Palabra de lector

Lamenta la “doble moral” del Gobierno del Distrito Federal

Cuando los ciudadanos del Gobierno del Distrito Federal elegimos un gobernante, lo primero que esperamos es que actúe de forma imparcial, buscando el bienestar de la mayoría y oyendo todas las propuestas y deseos de la sociedad. Sin embargo, eso no es lo que ha pasado durante la administración actual en el gobierno de la capital. Se han mostrado abiertos para con un estrato social (los que más tienen y son minoría) y sordos para con otro (los que menos tienen y son mayoría). Los ejemplos están a la vista de todos: previo al aumento a la tarifa del Metro, el Gobierno del Distrito Federal justificó dicha decisión argumentando haber realizado una encuesta (¡a poco más de 7 mil personas!, cuando a diario viajan cientos de miles en los vagones), la que nadie puede asegurar haber visto; esta medida fue reprobada por los ciudadanos, pero el GDF no cambió de parecer.

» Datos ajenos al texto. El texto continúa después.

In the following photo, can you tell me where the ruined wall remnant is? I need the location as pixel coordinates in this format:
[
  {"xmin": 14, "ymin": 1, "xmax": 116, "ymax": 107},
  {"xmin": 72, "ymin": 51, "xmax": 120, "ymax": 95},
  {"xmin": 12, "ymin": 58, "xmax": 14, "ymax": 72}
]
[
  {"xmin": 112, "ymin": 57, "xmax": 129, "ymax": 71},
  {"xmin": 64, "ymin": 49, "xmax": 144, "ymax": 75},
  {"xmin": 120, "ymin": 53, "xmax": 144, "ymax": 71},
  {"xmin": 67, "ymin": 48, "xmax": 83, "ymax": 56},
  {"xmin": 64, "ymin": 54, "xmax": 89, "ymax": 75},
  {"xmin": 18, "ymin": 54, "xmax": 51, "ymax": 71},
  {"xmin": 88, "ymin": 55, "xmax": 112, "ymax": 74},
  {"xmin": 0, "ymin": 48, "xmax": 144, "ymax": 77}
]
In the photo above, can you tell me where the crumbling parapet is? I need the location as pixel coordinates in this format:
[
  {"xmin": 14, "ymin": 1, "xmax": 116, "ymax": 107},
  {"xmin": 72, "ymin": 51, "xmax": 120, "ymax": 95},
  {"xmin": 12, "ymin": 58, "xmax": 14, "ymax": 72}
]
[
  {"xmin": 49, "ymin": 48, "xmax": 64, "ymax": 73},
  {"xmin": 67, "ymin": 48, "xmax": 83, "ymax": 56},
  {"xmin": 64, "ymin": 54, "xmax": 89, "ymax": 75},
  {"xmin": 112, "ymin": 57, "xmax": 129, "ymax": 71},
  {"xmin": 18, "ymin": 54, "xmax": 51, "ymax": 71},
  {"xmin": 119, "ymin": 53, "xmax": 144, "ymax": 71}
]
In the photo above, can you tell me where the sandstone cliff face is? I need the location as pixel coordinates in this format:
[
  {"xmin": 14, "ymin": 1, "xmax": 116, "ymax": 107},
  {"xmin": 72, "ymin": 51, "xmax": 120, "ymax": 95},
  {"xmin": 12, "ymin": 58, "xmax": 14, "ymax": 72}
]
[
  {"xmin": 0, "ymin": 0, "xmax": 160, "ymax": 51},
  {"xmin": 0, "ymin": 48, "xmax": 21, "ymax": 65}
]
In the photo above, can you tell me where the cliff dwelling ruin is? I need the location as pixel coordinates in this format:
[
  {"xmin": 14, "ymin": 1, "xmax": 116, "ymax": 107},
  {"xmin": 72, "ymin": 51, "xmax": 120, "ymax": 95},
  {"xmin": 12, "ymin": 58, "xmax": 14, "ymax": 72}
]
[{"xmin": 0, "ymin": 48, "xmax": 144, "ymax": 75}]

Poco tiempo después el gobierno impulsó una medida para imponer la prohibición de la circulación de automóviles durante el fin de semana, a pesar de que existió rechazo por parte de la mayoría; el GDF no movió su decisión. Ahora, a propósito de las elecciones del 7 de junio, en la capital se había decidido que hubiera ley seca; sin embargo, ante la presión de restauranteros y hoteleros (unos pocos, pero poderosos) el GDF dobló las manitas y retiró la medida para las empresas de estos rubros. Esa es la doble moral que hay que lamentar en el GDF.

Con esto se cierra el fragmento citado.